Then Ubuntu 16.04 comes out, and guess what? No fglrx driver support any more [2] and users report the open source drivers use about a core and a half worth of CPU, slowing down their entire machines. Apparently our only options are to buy new cards or stay on 14.04 indefinitely.

Meanwhile, I had an nVidia card and I was able to upgrade to 16.04 with no problems at all.

This week you might have resolved not to buy from nVidia - but in the same week I've resolved not to buy from ATI.

[1] https://certification.ubuntu.com/hardware/201302-12679/ [2] http://www.omgubuntu.co.uk/2016/03/ubuntu-drops-amd-catalyst...

5 comments

It's weird that you're seeing such high CPU usage with the open source drivers. AMD has been directly supporting them for a while now. For most applications radeonsi (the open source driver for GCN arhictecture cards) performs within spitting distance of the proprietary driver and for some the performance is better. I suppose it's possible they are more CPU intensive generally, but the kind of slowdown you're seeing seems pretty excessive. What applications are you seeing this problem with?

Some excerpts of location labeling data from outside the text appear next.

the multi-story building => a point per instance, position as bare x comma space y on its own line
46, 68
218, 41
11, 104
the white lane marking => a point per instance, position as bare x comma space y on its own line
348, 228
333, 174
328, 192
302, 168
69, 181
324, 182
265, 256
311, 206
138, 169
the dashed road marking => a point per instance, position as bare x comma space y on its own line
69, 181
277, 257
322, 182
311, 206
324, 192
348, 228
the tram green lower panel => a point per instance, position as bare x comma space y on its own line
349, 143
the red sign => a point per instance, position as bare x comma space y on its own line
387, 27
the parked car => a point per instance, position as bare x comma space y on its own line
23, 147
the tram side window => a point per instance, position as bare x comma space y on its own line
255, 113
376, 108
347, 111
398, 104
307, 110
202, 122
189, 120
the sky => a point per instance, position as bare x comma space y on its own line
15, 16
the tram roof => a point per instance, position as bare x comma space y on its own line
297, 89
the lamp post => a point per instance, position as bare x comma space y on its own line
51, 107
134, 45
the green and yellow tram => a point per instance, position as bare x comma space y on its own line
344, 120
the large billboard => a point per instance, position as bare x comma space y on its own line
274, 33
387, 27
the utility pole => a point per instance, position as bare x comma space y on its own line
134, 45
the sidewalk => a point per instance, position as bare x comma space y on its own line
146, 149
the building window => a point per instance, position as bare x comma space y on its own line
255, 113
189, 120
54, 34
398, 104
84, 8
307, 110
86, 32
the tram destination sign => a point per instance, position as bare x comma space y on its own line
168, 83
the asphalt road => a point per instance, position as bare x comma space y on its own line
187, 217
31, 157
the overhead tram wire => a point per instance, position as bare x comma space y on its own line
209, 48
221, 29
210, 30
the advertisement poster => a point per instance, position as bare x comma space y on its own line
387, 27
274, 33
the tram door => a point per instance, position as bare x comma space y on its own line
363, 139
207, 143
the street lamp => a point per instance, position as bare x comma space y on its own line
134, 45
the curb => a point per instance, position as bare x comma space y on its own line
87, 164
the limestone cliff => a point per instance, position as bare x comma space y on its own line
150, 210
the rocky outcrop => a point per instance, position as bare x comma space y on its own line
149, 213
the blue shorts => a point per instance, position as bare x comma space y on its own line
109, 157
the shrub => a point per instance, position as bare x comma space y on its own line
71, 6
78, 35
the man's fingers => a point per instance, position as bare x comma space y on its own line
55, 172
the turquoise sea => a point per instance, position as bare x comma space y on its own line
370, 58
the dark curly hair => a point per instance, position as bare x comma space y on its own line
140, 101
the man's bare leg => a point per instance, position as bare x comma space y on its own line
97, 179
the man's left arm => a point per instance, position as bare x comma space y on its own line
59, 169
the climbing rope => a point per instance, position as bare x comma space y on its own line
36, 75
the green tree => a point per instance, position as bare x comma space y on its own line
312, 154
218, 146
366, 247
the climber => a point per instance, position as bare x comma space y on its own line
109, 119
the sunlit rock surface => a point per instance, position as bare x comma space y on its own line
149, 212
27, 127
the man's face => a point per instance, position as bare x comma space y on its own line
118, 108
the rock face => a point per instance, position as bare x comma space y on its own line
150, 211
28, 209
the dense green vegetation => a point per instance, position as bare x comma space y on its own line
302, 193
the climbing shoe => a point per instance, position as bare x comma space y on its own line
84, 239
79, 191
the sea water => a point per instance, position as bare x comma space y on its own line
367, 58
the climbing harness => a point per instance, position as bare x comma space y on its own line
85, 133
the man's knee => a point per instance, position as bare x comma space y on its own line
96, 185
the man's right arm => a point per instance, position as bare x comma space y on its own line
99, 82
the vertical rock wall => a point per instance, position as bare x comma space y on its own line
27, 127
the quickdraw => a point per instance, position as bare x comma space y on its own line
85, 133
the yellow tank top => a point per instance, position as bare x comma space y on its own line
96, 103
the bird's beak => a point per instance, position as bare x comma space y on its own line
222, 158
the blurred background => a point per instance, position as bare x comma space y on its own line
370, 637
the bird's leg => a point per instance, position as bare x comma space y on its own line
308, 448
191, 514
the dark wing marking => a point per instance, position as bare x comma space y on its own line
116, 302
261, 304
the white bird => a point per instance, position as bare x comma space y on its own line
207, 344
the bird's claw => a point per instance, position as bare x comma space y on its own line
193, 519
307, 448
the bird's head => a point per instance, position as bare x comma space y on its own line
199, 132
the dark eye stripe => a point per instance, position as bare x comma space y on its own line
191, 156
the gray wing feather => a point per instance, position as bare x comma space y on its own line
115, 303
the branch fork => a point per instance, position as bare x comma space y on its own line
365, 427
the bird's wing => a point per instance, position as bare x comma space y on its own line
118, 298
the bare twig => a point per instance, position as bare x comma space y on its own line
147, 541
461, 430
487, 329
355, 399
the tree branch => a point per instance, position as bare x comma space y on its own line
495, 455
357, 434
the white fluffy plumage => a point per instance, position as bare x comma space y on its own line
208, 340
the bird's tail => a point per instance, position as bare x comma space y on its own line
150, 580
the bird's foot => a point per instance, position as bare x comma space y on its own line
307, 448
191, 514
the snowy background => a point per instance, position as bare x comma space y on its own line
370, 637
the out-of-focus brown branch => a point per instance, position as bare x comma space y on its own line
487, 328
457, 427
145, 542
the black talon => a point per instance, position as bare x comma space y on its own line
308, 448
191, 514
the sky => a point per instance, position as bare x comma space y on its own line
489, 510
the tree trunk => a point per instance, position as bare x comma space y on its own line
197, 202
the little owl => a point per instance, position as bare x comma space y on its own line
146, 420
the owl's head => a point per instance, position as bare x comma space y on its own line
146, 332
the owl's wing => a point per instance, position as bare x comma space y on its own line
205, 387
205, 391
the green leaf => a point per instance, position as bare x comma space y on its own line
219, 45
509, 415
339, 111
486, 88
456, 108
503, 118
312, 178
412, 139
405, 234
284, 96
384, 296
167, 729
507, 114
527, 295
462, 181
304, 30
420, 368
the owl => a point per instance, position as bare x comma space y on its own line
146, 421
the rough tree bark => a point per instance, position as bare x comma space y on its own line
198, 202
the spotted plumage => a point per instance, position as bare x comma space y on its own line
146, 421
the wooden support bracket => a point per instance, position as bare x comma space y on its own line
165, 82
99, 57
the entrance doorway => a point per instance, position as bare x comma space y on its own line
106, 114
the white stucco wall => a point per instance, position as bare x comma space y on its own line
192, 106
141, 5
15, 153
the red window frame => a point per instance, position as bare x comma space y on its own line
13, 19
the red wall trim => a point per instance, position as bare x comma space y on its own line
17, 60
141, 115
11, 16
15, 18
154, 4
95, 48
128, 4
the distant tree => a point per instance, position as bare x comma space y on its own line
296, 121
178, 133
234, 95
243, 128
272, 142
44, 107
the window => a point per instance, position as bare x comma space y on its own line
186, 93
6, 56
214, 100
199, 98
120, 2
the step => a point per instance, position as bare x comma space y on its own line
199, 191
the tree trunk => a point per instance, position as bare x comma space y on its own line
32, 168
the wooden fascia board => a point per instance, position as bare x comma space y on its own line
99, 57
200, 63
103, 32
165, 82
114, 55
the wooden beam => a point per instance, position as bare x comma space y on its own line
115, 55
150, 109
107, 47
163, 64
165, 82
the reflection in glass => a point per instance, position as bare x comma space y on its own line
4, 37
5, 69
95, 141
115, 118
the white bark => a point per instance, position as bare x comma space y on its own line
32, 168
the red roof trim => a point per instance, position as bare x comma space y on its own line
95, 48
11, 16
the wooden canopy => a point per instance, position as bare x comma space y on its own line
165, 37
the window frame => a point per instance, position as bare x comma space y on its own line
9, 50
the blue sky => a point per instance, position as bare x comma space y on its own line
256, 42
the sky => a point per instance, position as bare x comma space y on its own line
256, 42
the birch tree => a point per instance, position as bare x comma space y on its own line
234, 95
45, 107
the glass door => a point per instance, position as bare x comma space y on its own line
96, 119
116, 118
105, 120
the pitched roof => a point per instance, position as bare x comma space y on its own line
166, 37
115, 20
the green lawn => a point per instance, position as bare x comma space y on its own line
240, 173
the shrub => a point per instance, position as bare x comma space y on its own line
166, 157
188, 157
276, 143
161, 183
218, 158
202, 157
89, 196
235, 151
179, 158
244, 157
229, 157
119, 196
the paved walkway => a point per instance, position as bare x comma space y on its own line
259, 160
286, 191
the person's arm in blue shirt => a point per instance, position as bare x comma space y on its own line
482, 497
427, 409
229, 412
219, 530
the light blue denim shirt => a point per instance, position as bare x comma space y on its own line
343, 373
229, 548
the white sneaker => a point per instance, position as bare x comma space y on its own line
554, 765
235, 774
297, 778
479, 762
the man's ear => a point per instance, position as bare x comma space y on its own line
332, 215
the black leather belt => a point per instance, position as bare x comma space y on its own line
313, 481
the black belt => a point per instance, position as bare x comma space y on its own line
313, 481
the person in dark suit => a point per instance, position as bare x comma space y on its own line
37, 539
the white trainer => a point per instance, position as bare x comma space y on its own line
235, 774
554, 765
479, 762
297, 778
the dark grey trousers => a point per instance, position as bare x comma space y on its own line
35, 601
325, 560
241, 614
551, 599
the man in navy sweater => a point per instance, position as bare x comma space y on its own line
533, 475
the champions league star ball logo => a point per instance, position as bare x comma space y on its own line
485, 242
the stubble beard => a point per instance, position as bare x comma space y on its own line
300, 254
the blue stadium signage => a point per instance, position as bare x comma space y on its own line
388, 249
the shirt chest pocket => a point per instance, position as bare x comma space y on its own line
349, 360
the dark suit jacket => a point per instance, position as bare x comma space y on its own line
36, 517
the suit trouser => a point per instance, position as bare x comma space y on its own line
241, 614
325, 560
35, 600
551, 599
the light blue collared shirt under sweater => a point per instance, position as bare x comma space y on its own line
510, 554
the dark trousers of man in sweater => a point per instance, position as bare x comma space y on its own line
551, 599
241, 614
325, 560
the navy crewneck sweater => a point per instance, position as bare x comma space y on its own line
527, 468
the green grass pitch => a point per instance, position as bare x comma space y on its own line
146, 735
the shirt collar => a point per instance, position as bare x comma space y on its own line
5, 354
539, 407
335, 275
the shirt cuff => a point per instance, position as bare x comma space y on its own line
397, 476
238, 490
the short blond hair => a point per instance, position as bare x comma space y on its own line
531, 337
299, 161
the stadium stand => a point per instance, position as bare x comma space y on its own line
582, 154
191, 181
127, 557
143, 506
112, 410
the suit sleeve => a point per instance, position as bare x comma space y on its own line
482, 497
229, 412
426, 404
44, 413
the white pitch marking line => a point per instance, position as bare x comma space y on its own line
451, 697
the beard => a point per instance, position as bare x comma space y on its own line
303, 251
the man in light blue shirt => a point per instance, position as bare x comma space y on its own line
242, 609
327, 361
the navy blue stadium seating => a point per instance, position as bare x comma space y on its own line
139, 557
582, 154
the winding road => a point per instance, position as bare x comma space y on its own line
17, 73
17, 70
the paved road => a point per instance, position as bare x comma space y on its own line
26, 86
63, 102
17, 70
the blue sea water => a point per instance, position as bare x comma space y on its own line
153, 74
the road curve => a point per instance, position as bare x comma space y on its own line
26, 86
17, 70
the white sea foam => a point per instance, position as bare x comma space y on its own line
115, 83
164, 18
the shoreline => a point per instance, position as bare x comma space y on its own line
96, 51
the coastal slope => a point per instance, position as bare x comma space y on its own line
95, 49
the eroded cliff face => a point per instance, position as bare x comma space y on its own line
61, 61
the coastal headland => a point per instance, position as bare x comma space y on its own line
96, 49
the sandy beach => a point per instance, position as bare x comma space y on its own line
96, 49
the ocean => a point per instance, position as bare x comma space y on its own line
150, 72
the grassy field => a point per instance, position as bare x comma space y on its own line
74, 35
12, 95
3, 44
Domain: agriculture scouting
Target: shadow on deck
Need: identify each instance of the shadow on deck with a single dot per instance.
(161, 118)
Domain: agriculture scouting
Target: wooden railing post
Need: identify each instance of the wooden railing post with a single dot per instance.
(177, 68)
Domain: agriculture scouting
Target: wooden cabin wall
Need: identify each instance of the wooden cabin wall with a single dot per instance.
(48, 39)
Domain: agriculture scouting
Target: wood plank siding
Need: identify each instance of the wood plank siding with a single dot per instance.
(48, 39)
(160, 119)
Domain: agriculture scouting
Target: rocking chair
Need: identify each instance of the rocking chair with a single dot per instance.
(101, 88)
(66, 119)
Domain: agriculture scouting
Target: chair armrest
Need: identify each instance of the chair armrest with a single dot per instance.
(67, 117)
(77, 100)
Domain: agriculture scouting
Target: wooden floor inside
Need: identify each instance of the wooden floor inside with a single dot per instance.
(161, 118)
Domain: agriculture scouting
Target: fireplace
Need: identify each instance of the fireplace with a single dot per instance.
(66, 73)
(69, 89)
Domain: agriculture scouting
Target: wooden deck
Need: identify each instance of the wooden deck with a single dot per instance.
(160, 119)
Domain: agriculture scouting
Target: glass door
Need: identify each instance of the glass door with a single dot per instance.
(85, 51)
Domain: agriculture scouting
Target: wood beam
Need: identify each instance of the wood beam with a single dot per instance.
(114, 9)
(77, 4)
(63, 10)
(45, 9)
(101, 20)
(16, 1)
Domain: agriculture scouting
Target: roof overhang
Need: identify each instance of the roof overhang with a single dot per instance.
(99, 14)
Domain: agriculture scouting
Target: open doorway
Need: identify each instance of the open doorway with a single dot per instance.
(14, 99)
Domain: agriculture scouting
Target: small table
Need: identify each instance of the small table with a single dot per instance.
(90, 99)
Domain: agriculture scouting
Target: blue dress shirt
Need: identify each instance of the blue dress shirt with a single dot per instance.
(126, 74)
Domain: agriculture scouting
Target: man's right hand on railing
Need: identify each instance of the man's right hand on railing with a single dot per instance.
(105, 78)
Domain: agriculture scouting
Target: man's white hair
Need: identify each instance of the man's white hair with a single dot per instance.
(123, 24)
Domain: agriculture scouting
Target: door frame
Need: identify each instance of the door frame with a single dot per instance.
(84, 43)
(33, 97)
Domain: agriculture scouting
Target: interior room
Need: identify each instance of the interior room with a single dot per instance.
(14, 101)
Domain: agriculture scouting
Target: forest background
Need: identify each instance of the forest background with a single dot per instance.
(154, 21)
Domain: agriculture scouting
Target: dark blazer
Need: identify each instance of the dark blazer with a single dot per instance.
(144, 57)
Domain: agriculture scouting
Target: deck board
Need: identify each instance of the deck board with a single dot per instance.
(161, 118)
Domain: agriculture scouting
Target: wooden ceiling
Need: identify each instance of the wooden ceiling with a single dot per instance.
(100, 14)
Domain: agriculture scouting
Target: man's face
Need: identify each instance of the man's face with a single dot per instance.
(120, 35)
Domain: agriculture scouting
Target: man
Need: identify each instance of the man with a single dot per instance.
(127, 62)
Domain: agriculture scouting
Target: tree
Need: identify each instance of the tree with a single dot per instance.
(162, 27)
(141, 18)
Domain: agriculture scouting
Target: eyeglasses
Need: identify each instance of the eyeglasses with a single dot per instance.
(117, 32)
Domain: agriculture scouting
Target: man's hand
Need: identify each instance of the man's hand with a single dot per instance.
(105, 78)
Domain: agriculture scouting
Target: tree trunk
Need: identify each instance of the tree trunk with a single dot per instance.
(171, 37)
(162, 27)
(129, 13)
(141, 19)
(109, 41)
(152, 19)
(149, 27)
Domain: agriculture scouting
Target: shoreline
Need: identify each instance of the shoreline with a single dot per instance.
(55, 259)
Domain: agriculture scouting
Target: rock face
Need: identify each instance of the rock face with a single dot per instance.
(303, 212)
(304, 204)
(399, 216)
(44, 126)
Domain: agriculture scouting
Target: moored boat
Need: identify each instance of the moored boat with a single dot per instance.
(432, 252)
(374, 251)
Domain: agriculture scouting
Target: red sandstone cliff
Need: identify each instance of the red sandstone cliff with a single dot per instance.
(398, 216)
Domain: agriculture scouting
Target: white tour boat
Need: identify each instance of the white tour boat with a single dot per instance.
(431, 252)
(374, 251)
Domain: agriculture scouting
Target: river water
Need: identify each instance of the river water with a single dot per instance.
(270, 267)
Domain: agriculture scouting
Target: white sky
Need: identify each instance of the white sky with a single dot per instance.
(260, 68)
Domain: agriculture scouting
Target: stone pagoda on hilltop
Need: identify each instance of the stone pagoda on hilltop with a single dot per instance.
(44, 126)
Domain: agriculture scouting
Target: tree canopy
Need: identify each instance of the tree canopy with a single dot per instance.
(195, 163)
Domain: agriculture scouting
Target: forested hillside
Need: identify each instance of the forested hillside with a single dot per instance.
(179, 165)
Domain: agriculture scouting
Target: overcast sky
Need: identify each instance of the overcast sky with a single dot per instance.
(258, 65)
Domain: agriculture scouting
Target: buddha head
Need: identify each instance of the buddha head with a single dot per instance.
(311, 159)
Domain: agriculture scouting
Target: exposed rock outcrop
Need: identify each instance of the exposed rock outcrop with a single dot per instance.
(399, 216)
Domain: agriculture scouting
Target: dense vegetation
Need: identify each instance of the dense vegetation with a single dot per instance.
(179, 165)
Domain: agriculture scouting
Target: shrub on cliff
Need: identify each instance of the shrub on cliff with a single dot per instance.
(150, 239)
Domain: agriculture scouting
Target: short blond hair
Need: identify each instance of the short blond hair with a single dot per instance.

Ubuntu 16.04 does ship with a pretty old version of Mesa (full major version behind, about to be 2 major verions as Mesa 13 is in the RC stage) which probably isn't helping matters. Unfortunately, while there are some PPAs that make it fairly easy to install a bleeding edge build, there's not really a convenient way to install the latest stable release.

For some context, the reason fglrx/Catalyst has not been updated is due to an in progress driver transition for AMD cards on Linux. Generally speaking, Linux video drivers are split into a kernel part and a user space part. For quite some time, AMD has maintained two completely separate driver stacks on Linux. For the user space side, this didn't represent a huge amount of duplication of effort as most of the code is shared with the OpenGL portion of their Windows driver, but for the kernel side it was a bunch of wasted effort. A while back, they started on a new open source kernel driver, called amdgpu, that could provide the necessary facilities for both their open source and proprietary driver efforts. The new proprietary driver (AMDGPU-Pro) targets this kernel module. Unfortunately, amdgpu does not have production-ready support for GCN 1.0 GPUs like the 8570. This will get fixed eventually, but that doesn't really help you now.

14.04 just switched to the 16.04 graphics stack a couple months back -- do your drivers still work after that update?
IIRC the users who switched back to 14.04 also had to downgrade Xorg [1]

[1] https://askubuntu.com/a/815592

AMD has their AMDGPU-PRO [1] drivers that are available on 16.04

[1] https://support.amd.com/en-us/kb-articles/Pages/AMD-Radeon-G...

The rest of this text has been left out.